Don’t oversell our COVID recovery, AMA warns

3 minute read


While Australia has been kicking goals in reducing community transmission, it’s far too early to be sending a ‘business as usual’ message in next week’s federal budget.


The government should be taking a conservative fiscal approach in the upcoming budget, given that the broad availability of a COVID-19 vaccine could be at least a year away, the AMA says.

At the most recent AMA federal council meeting held last week, members discussed the long road ahead in subduing the COVID-19 pandemic.

And while Australia continues to outperform its global counterparts in containing community transmission, the AMA has warned that an overly optimistic financial forecast from government could send Australia backwards.

One point of discussion included the need for government to acknowledge that in the absence of an effective treatment and or vaccine, some measure of restrictions would need to remain in place.

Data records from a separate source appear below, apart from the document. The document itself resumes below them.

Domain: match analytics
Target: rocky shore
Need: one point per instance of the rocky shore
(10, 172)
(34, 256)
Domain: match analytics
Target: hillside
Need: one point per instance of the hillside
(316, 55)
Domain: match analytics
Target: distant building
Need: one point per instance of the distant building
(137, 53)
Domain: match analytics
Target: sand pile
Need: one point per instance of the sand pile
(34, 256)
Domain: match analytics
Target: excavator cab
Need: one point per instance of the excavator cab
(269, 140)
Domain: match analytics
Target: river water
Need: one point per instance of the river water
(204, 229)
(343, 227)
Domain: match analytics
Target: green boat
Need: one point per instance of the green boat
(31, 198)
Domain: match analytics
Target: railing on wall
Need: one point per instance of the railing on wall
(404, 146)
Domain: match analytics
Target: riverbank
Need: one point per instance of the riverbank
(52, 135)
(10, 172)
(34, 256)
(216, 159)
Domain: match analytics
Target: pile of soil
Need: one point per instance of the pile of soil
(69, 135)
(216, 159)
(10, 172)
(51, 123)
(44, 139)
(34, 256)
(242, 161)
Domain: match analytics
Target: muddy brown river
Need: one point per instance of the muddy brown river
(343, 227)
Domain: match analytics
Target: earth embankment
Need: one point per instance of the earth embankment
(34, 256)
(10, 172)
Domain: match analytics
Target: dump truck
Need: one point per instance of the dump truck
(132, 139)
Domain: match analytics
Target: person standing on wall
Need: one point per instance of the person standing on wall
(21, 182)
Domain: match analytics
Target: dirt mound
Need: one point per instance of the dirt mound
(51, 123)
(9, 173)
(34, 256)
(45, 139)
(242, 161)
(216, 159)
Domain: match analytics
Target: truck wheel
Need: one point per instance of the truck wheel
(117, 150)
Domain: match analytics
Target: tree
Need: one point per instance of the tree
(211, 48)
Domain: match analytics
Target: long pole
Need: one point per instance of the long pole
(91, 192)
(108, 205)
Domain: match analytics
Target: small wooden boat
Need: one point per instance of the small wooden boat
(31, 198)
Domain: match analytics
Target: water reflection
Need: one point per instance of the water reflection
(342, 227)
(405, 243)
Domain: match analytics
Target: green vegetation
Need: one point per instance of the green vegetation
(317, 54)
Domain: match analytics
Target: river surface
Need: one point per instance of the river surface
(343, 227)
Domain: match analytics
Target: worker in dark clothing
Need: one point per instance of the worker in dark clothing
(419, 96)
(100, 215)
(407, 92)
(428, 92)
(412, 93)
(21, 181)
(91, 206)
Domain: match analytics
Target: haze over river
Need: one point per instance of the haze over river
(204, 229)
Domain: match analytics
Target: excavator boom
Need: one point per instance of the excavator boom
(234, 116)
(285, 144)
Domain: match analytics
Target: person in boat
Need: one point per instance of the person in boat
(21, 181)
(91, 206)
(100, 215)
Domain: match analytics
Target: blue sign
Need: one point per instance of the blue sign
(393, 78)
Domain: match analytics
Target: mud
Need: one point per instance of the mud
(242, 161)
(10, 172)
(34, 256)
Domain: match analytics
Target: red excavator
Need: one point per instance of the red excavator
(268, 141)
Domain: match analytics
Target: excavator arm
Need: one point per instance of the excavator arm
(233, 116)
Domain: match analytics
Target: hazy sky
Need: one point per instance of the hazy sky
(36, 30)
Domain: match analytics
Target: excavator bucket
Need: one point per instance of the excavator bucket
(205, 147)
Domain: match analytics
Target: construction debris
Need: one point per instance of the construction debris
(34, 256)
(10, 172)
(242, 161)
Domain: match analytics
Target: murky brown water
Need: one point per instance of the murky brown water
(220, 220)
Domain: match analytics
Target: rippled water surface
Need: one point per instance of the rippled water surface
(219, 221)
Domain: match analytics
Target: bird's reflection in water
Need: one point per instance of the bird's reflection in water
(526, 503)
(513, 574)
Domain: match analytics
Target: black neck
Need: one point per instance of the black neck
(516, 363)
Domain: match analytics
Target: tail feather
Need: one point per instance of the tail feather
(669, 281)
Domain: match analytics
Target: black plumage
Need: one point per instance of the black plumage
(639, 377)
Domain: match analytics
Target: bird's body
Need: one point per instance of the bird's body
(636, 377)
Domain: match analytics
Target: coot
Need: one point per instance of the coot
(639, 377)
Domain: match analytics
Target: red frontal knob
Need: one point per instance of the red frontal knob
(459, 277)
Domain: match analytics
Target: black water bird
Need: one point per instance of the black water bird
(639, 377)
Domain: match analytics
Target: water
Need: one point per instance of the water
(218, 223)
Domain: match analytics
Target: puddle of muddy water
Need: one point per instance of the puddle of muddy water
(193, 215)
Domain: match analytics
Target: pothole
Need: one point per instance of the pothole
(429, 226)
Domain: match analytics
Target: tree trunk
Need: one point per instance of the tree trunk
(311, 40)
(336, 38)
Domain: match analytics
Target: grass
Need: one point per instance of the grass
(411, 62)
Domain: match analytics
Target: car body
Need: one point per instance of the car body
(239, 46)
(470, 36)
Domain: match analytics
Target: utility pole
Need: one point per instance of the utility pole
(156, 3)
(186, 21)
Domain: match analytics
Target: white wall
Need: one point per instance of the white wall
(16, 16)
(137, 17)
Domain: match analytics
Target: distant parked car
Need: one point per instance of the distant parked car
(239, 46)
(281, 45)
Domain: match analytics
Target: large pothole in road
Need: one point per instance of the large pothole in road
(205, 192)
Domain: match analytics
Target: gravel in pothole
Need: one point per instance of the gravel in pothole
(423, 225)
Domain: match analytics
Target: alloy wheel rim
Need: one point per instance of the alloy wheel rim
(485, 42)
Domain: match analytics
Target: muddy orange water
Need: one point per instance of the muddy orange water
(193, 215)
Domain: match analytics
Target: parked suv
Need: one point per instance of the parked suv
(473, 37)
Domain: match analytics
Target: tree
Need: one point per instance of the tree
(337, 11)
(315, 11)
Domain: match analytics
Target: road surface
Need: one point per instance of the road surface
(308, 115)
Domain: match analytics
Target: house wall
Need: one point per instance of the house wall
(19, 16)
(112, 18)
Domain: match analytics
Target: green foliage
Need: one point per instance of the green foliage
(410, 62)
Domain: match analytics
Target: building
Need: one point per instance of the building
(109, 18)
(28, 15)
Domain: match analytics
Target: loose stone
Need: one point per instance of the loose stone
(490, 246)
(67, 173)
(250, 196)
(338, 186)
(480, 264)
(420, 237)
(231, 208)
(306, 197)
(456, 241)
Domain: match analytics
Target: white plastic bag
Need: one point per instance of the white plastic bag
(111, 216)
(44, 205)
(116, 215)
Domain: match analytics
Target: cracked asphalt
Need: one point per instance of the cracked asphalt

“These need to be compatible with the achievement of zero community transmission and, in circumstances where this is achieved, target high-risk activities – as well as support the effective containment of outbreaks if they subsequently occur,” the AMA said.

The communique from the AMA meeting comes just days before the Morrison government is due to hand down its 2020-21 budget on 6 October.

And given the recent decline in COVID-19 community transmission in both NSW and Victoria, the AMA hinted that the federal government could try to spin an optimistic forecast that the country was to return to “business as usual”.

But AMA president Dr Omar Khorshid said the federal budget should confirm a strong singular strategy that would ensure Australians understood the challenges being faced.

Dr Khorshid said this strategy would be particularly important while Australia awaited the potential success of the more than 150 vaccines and treatments being trialled for use against COVID-19.

“Governments and the community must also contemplate the potential scenario where a vaccine is not found, and the available treatments continue to offer supportive care as opposed to a cure,” he said.

“We know from the Spanish Flu that this might mean living with the virus for two to three years before the pandemic comes to an end, although we still have much to learn about COVID-19 and its long-term impact.”

As a part of living with the ongoing threat of COVID-19, Dr Khorshid called on government to look at increasing the JobKeeper and JobSeeker payments, in order to protect workers and businesses while the threat of the virus continued.

“This support must remain in place for a number of years, recognising not only the impact of COVID-19, but also unemployment and social dislocation that will be a feature of our economic recovery,” he said.